Project information
- Category: Regression
- Project date: Dec, 2019
- Kaggle: Kaggle Competition
Auto Insurance Portfolio Loss Ratio Prediction
The goal of this project is to predict the natural logarithm of the loss ratio of a portfolio of auto insurance policies. The testing data contains a set of 330 policy portfolios, each having at least 1,000 auto policies. The training data contains of a set of auto policies including a number of policy level attributes as well as Annual Premium and Loss Amount.
Project Requirements
The Loss Ratio of a policy is just the Loss Amount divided by the Premium. The Loss Ratio of a portfolio of policies is the sum of all the Loss Amounts of all the policies in the portfolio divided by the sum of all the Premiums in the portfolio. Your target is the natural logarithm of the the loss Ratio of a portfolio.
Skills Required
Python
Pandas
numPy
seaborn
matplotlib
Linear Regression
RandomForestRegressor
Ridge Regression
Lasso Regression
AdaBoostRegressor
DecisionTreeRegressor
winsorize
StandardScaler
Techniques
Major Tasks
- Performing data cleaning, fixing missing values, looking for data summary, correlation, etc.

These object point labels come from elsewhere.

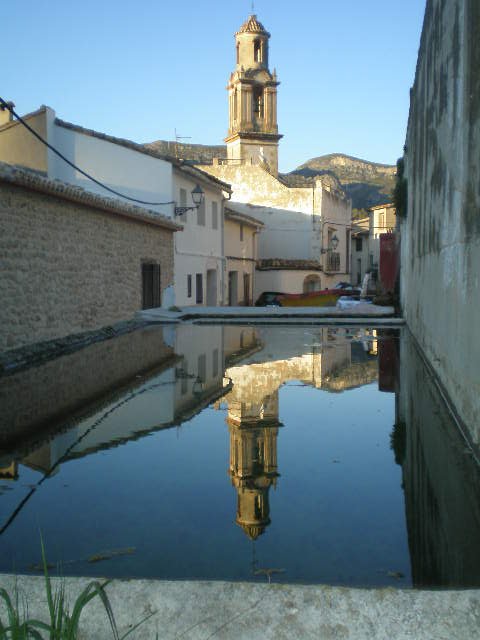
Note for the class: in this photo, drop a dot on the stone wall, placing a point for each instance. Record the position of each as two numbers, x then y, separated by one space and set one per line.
42 396
69 266
440 233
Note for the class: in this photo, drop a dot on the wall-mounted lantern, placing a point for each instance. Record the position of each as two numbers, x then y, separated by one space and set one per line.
198 196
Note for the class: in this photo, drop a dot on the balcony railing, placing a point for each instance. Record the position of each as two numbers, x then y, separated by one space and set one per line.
333 261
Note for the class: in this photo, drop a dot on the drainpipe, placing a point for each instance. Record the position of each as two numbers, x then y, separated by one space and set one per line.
223 258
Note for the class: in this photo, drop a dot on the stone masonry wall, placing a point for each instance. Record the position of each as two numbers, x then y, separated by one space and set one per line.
440 235
41 396
67 267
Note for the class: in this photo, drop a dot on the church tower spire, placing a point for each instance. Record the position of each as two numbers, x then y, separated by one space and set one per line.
252 92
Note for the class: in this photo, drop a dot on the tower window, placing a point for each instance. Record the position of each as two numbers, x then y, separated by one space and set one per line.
258 102
257 51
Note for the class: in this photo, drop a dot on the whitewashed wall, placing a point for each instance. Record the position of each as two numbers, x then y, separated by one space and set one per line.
198 248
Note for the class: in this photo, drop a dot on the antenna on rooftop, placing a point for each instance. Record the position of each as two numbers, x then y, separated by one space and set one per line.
177 140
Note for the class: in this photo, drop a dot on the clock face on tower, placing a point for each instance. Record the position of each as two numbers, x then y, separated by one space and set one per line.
252 91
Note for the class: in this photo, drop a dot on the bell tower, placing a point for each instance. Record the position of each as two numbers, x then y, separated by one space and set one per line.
252 93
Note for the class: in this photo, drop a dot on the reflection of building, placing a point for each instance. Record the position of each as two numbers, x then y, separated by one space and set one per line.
253 404
441 481
253 460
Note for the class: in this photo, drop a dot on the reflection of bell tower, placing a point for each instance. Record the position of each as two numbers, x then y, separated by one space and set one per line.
252 92
253 460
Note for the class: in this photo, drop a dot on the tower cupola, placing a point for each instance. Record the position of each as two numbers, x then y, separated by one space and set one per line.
252 91
252 45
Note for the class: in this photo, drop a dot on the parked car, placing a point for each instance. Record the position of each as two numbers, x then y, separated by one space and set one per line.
269 299
348 288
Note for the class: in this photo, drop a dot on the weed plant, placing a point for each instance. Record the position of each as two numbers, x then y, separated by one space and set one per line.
63 624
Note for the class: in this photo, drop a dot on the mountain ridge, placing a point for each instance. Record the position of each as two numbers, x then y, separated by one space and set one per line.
365 182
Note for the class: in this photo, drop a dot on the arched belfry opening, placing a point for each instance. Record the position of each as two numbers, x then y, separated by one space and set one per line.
253 130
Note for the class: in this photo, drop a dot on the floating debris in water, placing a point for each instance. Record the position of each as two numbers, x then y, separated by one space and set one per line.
107 555
268 573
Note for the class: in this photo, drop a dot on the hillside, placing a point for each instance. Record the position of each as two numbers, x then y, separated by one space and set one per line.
366 183
197 153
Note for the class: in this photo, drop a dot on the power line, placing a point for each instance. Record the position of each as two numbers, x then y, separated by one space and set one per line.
6 105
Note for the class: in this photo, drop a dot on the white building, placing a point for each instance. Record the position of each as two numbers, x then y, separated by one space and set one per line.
131 170
305 243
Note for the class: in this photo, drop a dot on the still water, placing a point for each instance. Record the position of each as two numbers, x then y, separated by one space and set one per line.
295 454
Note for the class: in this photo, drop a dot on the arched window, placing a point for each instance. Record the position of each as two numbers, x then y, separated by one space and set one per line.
258 102
311 283
257 51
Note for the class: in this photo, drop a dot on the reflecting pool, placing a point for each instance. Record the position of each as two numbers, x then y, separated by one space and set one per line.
291 454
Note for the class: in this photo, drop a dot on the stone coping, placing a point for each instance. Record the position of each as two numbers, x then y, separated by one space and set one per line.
194 610
361 314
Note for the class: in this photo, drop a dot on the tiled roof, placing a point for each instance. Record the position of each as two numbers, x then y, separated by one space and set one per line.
252 25
32 180
146 150
242 217
270 264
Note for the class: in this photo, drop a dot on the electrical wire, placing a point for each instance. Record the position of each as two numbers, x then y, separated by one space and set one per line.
5 105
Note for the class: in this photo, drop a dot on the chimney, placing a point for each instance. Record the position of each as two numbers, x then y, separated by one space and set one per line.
5 115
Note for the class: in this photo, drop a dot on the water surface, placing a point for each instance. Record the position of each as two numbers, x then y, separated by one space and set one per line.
296 454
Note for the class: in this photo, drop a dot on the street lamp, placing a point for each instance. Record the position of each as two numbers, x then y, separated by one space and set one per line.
197 197
332 245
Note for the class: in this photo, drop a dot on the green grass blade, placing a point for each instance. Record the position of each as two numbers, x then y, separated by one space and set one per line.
48 585
150 615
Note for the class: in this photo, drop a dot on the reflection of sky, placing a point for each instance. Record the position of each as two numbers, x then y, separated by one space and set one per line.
336 514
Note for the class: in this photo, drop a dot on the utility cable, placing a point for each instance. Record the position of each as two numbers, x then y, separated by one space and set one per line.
5 105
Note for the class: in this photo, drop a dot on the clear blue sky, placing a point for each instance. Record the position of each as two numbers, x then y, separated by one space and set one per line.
140 70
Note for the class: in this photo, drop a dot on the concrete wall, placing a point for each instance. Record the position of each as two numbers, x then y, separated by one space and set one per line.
123 169
41 396
285 281
440 234
68 267
440 480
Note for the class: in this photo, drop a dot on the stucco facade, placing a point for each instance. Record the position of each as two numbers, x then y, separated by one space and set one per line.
199 252
72 261
299 224
440 230
136 172
241 233
383 219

- Creating visualizations to explore most important features for better prediction rate.
- Performing feature transformation and OneHotEncoding to transform categorical variables into numerical.
- Comparing results of various supervised regression algorithms to achieve lowest possible Mean Absolute Error.
This project's Jupyter Notebook is not available on my Github.